Le gouvernement néerlandais a retiré ses pouvoirs temporaires après avoir reçu la confirmation que les livraisons de puces depuis l’usine de Nexperia en Chine pouvaient reprendre sans interruption.

Ces pouvoirs avaient été réactifs fin septembre en vertu d’une loi de l’époque de la guerre froide qui permettait au gouvernement de bloquer ou de modifier les décisions au sein d’entreprises jugées sensibles à la sécurité nationale.

Le ministre des Affaires économiques Vincent Karremans a annoncé ce retrait dans un article sur X et a présenté cette mesure comme une marque de bonne volonté suite à une coopération renouvelée avec Pékin.

Les restrictions touchent les constructeurs automobiles mondiaux

Le différend a commencé après que les Pays-Bas ont renforcé leur contrôle sur Nexperia, qui appartient à Wingtech Technology de Chine.

En réponse, le gouvernement chinois a imposé des restrictions à l’exportation sur les composants de l’usine Nexperia au Guangdong.

L’usine assemble des puces à partir de plaquettes produites en Europe, ce qui en fait un lien crucial entre la fabrication européenne et la phase de transformation asiatique.

Ses restrictions soudaines ont créé des pénuries qui se sont rapidement propagées dans le secteur automobile.

Les constructeurs automobiles, dont Honda et Volkswagen, faisaient partie de ceux qui ont connu des retards à mesure que les stocks se resserrèrent.

Leur dépendance aux semi-conducteurs de base de Nexperia a entraîné des changements dans les calendriers de production de ces restrictions.

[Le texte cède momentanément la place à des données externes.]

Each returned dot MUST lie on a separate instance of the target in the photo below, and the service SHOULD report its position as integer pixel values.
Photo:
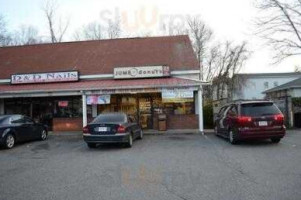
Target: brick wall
(67, 124)
(182, 122)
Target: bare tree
(280, 26)
(113, 29)
(5, 37)
(91, 31)
(227, 60)
(200, 34)
(26, 35)
(96, 31)
(57, 28)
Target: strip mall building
(65, 85)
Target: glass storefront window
(68, 107)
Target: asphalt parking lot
(157, 167)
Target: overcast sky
(230, 20)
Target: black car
(19, 128)
(112, 128)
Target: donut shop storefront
(66, 100)
(61, 108)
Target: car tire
(140, 135)
(129, 144)
(9, 141)
(91, 145)
(44, 135)
(232, 137)
(275, 140)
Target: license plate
(263, 123)
(101, 129)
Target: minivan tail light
(85, 129)
(279, 117)
(244, 119)
(121, 129)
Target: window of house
(266, 85)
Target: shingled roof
(98, 56)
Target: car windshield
(259, 109)
(110, 118)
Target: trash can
(162, 122)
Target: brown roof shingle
(98, 56)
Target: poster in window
(98, 99)
(63, 104)
(177, 95)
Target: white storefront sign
(176, 93)
(141, 72)
(98, 99)
(49, 77)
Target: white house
(252, 86)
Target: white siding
(253, 86)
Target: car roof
(10, 115)
(238, 102)
(113, 113)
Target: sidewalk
(146, 132)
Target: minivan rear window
(259, 109)
(110, 118)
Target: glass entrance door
(145, 112)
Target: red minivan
(244, 120)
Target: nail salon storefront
(68, 98)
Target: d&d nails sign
(45, 77)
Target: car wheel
(232, 137)
(9, 141)
(275, 140)
(91, 145)
(129, 144)
(140, 135)
(44, 135)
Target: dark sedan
(112, 128)
(19, 128)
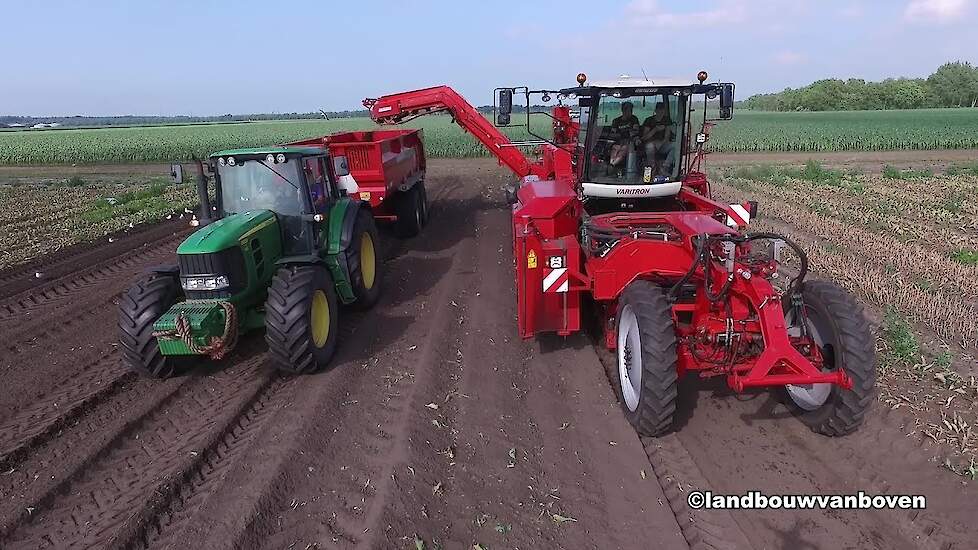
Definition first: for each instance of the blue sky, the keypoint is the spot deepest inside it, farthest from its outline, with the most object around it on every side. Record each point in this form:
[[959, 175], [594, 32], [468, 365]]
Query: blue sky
[[216, 57]]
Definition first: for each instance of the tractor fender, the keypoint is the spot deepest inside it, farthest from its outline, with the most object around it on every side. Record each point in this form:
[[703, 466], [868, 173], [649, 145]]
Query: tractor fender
[[349, 220], [303, 259], [171, 270]]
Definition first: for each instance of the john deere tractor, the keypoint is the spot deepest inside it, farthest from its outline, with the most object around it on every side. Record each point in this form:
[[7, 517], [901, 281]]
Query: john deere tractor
[[279, 246]]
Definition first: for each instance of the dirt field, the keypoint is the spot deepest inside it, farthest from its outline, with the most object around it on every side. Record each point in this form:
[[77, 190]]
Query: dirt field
[[435, 427]]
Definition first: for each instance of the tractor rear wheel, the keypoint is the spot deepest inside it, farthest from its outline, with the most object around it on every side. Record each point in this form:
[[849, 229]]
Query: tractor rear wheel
[[837, 324], [140, 307], [646, 378], [301, 318], [362, 258], [410, 211]]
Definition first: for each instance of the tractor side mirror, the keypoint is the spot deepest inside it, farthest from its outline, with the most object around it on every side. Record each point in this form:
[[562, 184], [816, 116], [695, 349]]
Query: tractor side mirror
[[505, 107], [726, 101], [176, 172], [341, 167]]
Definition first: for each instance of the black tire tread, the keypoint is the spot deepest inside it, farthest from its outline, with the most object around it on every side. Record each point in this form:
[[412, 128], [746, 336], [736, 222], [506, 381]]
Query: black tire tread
[[846, 411], [287, 323], [139, 308], [656, 409]]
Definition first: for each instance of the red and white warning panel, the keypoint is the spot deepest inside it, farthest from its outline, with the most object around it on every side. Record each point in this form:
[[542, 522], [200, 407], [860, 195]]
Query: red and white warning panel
[[555, 276]]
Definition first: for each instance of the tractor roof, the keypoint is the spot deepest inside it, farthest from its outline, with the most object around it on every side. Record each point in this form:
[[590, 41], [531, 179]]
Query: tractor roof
[[273, 150]]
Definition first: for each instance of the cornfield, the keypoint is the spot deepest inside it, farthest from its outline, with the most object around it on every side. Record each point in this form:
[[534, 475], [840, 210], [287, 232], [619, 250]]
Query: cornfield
[[749, 131]]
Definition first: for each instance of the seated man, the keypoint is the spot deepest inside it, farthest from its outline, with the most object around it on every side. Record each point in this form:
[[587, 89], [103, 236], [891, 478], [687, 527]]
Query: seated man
[[658, 136], [624, 128]]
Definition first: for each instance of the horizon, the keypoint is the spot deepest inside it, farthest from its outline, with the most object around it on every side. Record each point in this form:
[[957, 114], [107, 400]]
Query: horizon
[[135, 63]]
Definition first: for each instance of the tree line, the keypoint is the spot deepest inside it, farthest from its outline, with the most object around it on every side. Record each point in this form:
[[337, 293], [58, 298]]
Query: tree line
[[953, 84]]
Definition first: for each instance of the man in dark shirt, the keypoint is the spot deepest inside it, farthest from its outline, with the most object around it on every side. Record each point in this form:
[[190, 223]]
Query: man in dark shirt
[[624, 128], [657, 135]]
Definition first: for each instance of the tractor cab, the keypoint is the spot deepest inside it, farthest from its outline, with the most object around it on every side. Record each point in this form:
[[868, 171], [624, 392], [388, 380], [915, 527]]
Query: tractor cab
[[297, 184], [637, 137]]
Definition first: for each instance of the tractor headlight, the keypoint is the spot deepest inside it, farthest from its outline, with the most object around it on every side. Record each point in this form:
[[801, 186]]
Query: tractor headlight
[[205, 283]]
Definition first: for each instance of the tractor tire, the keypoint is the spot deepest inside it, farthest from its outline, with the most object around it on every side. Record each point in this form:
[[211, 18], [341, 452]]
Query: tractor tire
[[410, 210], [301, 318], [361, 257], [841, 331], [646, 378], [139, 308]]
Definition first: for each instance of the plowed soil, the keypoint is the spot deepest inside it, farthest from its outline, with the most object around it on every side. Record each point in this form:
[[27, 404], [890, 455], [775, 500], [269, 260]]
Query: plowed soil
[[436, 427]]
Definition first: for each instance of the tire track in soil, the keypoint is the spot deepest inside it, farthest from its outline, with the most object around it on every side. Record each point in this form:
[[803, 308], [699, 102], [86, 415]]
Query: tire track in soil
[[105, 495], [18, 279], [37, 423], [54, 293]]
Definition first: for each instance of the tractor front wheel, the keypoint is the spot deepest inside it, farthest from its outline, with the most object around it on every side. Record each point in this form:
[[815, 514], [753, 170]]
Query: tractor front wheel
[[301, 318], [838, 326], [646, 378], [139, 308], [363, 261]]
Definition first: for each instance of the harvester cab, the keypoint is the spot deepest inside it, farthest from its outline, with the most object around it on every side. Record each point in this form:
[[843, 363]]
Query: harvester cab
[[279, 246]]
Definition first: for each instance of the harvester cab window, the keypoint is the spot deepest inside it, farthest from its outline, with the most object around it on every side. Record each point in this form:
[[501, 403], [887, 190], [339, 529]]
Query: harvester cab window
[[642, 152]]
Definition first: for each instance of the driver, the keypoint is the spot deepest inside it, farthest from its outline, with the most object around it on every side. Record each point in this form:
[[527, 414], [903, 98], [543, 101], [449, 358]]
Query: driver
[[624, 128], [657, 137]]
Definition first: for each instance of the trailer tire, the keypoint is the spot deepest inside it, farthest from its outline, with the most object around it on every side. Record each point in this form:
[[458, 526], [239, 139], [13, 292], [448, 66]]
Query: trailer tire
[[409, 213], [644, 321], [141, 306], [362, 259], [839, 323], [301, 318]]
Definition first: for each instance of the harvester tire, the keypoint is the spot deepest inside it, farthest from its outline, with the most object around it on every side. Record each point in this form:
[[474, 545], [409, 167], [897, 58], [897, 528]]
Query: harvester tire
[[363, 258], [140, 307], [410, 211], [844, 330], [645, 377], [424, 202], [301, 318]]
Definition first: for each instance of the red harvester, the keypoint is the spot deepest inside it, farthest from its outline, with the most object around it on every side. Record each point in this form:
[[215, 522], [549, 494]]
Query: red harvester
[[616, 209]]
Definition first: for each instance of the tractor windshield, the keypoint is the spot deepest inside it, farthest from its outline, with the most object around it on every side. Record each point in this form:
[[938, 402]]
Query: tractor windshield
[[251, 185], [638, 139]]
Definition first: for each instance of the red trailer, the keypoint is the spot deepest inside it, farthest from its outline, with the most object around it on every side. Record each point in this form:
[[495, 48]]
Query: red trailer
[[618, 212], [387, 169]]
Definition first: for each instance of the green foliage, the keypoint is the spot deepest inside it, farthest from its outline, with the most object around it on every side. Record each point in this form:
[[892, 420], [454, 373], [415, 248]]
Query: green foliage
[[952, 85], [900, 339], [966, 257]]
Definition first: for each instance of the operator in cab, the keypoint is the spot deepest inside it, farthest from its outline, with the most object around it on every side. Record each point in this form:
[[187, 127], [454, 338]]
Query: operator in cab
[[657, 137], [624, 128]]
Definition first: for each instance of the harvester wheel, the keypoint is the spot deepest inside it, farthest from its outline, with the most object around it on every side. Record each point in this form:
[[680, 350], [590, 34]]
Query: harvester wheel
[[362, 257], [301, 318], [646, 376], [140, 307], [839, 327], [409, 210]]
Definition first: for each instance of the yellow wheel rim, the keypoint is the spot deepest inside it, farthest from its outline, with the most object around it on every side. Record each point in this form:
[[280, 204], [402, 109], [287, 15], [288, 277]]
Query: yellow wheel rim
[[320, 318], [368, 261]]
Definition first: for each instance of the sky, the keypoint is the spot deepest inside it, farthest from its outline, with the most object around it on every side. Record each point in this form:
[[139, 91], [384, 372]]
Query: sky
[[151, 57]]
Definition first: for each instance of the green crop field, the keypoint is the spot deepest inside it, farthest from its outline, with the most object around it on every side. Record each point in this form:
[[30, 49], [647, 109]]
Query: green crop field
[[749, 131]]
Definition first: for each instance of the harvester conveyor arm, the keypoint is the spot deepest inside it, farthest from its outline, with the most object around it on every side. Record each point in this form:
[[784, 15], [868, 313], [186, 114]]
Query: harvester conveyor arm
[[396, 108]]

L’épisode a souligné comment les constructeurs automobiles, déjà sollicités par les pénuries précédentes, restent vulnérables aux interruptions dans des parties de l’écosystème des puces qui reçoivent souvent moins d’attention que les processeurs avancés utilisés dans les ordinateurs ou les smartphones.

Percée dans les négociations

Une avancée est survenue plus tôt ce mois-ci lorsque des responsables chinois et néerlandais ont repris des discussions techniques avec le soutien de l’Allemagne, de l’UE et des États-Unis.

Ces discussions ont permis à Pékin d’assouplir ses restrictions à l’exportation de l’installation du Guangdong, considérée comme la plus grande de son type dans l’industrie mondiale des semi-conducteurs.

Le gouvernement néerlandais a indiqué qu’il était prêt à retirer ses pouvoirs d’urgence une fois que les livraisons de l’usine chinoise pourraient être confirmées et stabilisées.

Visite de délégation à Pékin

Pour régler les questions restantes, le ministère néerlandais des affaires économiques a envoyé une délégation à Pékin.

Le ministère a décrit la visite comme faisant partie des efforts visant à obtenir une résolution mutuellement acceptable permettant au flux de semi-conducteurs de revenir à la normale.

Après plusieurs échanges à Pékin, les responsables chinois ont accepté d’assouplir les restrictions imposées à l’usine de Nexperia.

Une fois ces garanties en place, les Pays-Bas ont poursuivi la suspension de leurs pouvoirs sur Nexperia.

Cette décision rend le contrôle de l’entreprise à son propriétaire chinois et réduit le risque immédiat de perturbations supplémentaires.

Bien que la situation se soit atténuée, elle met en lumière comment la production mondiale de semi-conducteurs dépend autant de la coordination entre gouvernements que des usines et des chaînes d’approvisionnement.

Avec la fin du recul, les chaînes d’approvisionnement devraient se stabiliser, et les opérations internationales de Nexperia pourront revenir à la normale.

L’attention se déplacera probablement vers la prévention que des conflits similaires ne provoquent de nouveaux troubles dans des secteurs dépendants du mouvement fiable des puces essentielles.